Example: 100 datapoints, test dataset is about 20% => k = 5 would be appropriate.
Implementation
Let's say the data is in arrays or a dataframe:
from sklearn.model_selection import cross_val_score, RepeatedKFold
from sklearn.linear_model import LogisticRegression
X, y = get_dataset(...)
estimator = LogisticRegression()
rkf = RepeatedKFold(n_splits=5, n_repeats=10)
scores = cross_val_score(estimator, X, y, cv=rkf, n_jobs=-1)
print("Average Score:", scores.mean())
print("Standard Deviation:", scores.std())
cross_val_score
Input:
- estimator: the model type that will be trained and evaluated
- X, y: The full dataset
- cv=rkf: The cross validation strategy used. In this case this means that we split into 5 folds, and repeat the process 10 times. The splits are random each time. Therefore we train and evaluate 50 times in total.
Output: The accuracy scores from each individual trained model.
Wait this is way too high level, doesn't work for my use-case:
I agree, that's not coding anymore, its way too simple. You can simply write your own loop(s):
indices = np.array(range(len(X)))
np.random.shuffle(indices)
k = 5 # amt of folds
fold_size = len(patients) // 5
fold_accuracy_scores = []
repeats = 10
for repeat in range(repeats):
print(f"Repeat {repeat + 1}/{repeats}")
for fold in range(k):
start = fold * fold_size
end = start + fold_size if fold != k - 1 else len(X)
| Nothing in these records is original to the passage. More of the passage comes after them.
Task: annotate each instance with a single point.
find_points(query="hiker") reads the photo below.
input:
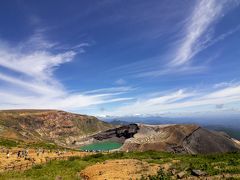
(8, 154)
(19, 154)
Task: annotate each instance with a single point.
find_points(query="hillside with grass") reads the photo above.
(165, 165)
(47, 126)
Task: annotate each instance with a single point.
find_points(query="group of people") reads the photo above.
(24, 153)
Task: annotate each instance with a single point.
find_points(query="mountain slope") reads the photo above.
(179, 138)
(60, 127)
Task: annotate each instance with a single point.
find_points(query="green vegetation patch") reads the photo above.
(102, 146)
(8, 143)
(213, 164)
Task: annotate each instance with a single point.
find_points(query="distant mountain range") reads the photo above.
(59, 127)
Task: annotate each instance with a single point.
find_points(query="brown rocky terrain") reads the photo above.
(60, 127)
(179, 138)
(119, 169)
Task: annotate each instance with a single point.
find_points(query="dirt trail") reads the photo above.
(13, 161)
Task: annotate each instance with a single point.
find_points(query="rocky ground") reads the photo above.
(119, 169)
(180, 139)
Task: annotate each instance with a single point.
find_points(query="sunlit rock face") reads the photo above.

test_indices = indices[start:end]
train_indices = np.concatenate([indices[:start], indices[end:]])
train_patients = patients[train_indices]
test_patients = patients[test_indices]
X_train, y_train = get_dataset(train_patients)
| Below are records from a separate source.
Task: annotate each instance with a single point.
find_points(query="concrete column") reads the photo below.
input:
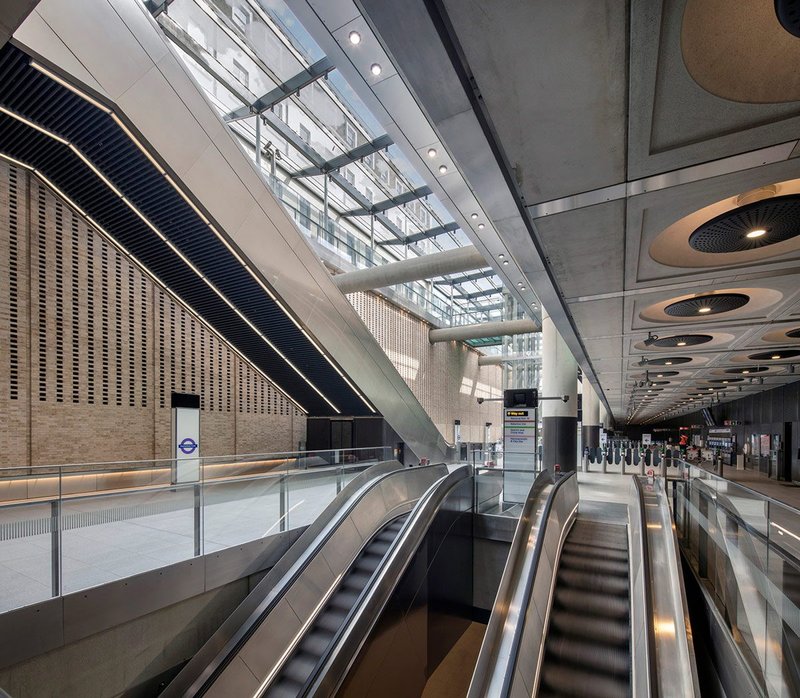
(559, 419)
(590, 432)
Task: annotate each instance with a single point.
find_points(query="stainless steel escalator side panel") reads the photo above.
(670, 649)
(271, 634)
(349, 641)
(509, 662)
(201, 665)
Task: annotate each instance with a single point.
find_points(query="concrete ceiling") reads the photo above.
(607, 140)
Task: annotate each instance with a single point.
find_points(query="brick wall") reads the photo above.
(91, 348)
(445, 377)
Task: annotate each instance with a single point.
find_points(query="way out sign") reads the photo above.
(185, 437)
X_test, y_test = get_dataset(test_patients)
fold_accuracy_scores.append(train_log_regression(X_train, y_train, X_test, y_test))
avg_accuracy = np.mean(fold_accuracy_scores)
std_accuracy = np.std(fold_accuracy_scores)
print("\nAverage accuracy:", avg_accuracy)
print("Standard Deviation:", std_accuracy)
Consequences for the final model
K-fold cross validation is a tool to get an accuracy score during development.
The architecture, hyperparameters etc... found via investigating and improving that accuracy score, are then used in a final training using the entire dataset, without test data.
After deployment the accuracy in practice should be monitored. If it deviates too much from the score found via cross validation it should be investigated.